Let \({\mathcal {H}}\) be an infinite dimensional complex Hilbert space and \(\mathcal {B(H)}\) be the algebra of all bounded linear operators on \({\mathcal {H}}\). For \(T\in \mathcal {B(H)}\), we say T has property \((\omega )\) if \(\sigma _{a}(T){\setminus }\sigma _{aw}(T)=\pi _{00}(T)\) and is said to have property \((\omega _{1})\) if \(\sigma _{a}(T){\setminus }\sigma _{aw}(T)\subseteq \pi _{00}(T)\), where \(\sigma _a(T)\) and \(\sigma _{aw}(T)\) denote the approximate point spectrum and the Weyl essential approximate point spectrum of T respectively, and \(\pi _{00}(T)=\{\lambda \in iso\sigma (T): 0<dim N(T-\lambda I)<\infty \}\). In this paper, we focus on the characterization on the operators for which property \((\omega _{1})\) and property \((\omega )\) are stable under compact perturbations.

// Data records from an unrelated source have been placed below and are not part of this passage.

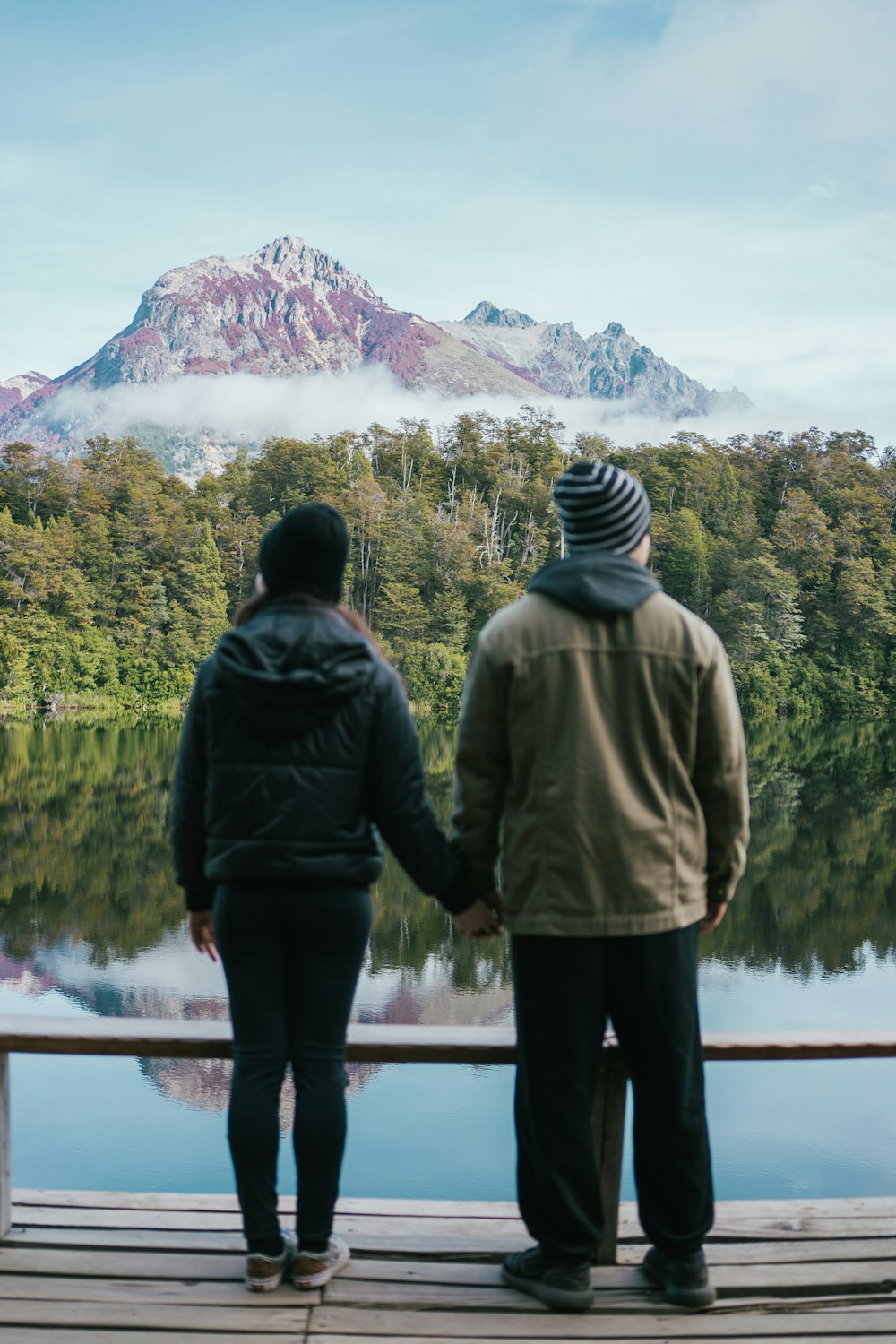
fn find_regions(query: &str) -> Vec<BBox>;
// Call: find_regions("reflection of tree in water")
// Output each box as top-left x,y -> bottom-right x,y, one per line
705,723 -> 896,976
0,719 -> 896,995
140,1059 -> 382,1129
0,719 -> 183,965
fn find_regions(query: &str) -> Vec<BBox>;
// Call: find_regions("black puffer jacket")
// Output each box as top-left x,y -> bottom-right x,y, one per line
170,599 -> 476,913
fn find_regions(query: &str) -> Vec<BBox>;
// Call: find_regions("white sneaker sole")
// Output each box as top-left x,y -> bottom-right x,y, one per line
293,1246 -> 352,1293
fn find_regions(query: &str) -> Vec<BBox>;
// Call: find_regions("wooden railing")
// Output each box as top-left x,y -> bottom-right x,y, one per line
0,1015 -> 896,1265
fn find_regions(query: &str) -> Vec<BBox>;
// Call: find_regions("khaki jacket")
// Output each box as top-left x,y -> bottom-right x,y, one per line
454,556 -> 748,937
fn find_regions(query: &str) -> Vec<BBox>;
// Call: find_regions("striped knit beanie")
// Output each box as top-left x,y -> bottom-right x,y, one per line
554,462 -> 650,556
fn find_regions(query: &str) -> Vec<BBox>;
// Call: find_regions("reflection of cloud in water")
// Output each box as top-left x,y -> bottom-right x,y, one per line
0,932 -> 513,1113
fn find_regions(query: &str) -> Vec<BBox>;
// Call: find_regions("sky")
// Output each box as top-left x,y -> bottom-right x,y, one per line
0,0 -> 896,444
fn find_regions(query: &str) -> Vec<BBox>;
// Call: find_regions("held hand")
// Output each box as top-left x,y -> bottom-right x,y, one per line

令\（{\ mathcal {H}} \）为无穷维复希尔伯特空间，\（\ mathcal {B（H）} \）为\（{\ mathcal {H}}上所有有界线性算子的代数\）。对于\（T \ in \ mathcal {B（H）} \），我们说T具有\（（\ omega）\）属性，如果\（\ sigma _ {a}（T）{\ setminus} \ sigma _ { aw}（T）= \ pi _ {00}（T）\），如果\（\ sigma _ {a}（T）{\ setminus，则被称为具有属性\（（\ omega _ {1}）\）} \ sigma _ {aw}（T）\ subseteq \ pi _ {00}（T）\），其中\（\ sigma _a（T）\）和\（\ sigma _ {aw}（T）\）表示的近似点谱和Weyl本质近似点谱分别为T和\（\ pi _ {00}（T）= \ {\ lambda \ in iso \ sigma（T）：0 <dim N（T- \ lambda I）<\ infty \} \）。在本文中，我们专注于对在紧摄扰动下属性\（（\ omega _ {1}）\）和属性\（（\ omega）\）稳定的算子的刻画。